Security experts blame password protection for Jennifer Lawrence nude photo hack
- 25 September, 2014 09:37
IT security experts have blamed password protection and not Apple's iCloud security for the recent 4chan nude photo hack.
The 4Chan scandal, which broke at the start of the month, saw intimate images of stars including actress Jennifer Lawrence and model Kate Upton posted anonymously on the 4Chan website after allegedly being hacked from online storage services such as iCloud.
Apple protests that its iCloud systems weren’t compromised, suggesting that hackers managed to gain illegal access to the images by figuring out passwords and the answers to personal security questions.
Centrify regional manager, Derek Morwood, has backed Apple's claim and said the security breach was just the latest proof that passwords were past their used by date.
“Passwords no longer provide the protection we need for an online world,” he said.

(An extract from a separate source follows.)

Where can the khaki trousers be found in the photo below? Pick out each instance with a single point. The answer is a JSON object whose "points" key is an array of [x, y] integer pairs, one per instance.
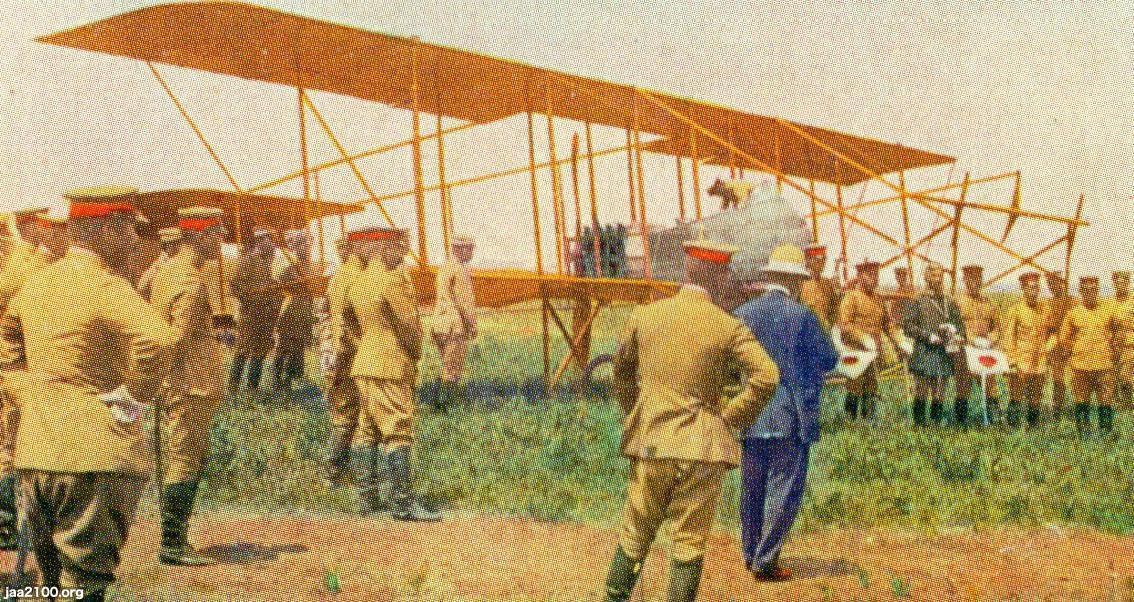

“The nub of the problem with password-based protection is that a memorable password is easier to hack.
"When we require dozens, if not hundreds, of passwords to protect our identities online, the questionable effectiveness of passwords becomes completely degraded.
He said the obvious solution was to get rid of most passwords.

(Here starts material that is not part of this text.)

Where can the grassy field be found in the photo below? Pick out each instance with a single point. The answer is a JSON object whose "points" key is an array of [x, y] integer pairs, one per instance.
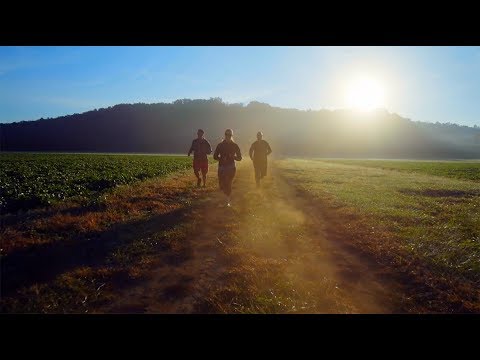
{"points": [[426, 212], [462, 170], [33, 180]]}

"We’ve known how to do this for a long time through Identity Management systems.”
He said single sign-on technologies such as SAML, openId or oAuth enabled users to reduce greatly the number of passwords they needed.
“Done right, Identity Management really is a no-brainer,” he said.
“At the heart of Identity Management are services such as Centrify’s Identity-as-a-Service ( IDaaS) platform, which provides single sign-on for the cloud through an online authentication infrastructure.
He said it was much simpler to use than relying on multiple rotating passwords and that it was a much stronger defence for keeping your online identity secure.
“The beauty of IDaaS is its simplicity: For the organisation, it requires no additional infrastructure, no new tools and no extra servers or devices," he said.
"For the individual, it provides high levels of online protection without requiring mnemonic gymnastics.”
Earlier this month Centrify announced an enhanced partnership with Samsung Electronics, embedding Centrify’s IDaaS technology in the Samsung KNOX offering.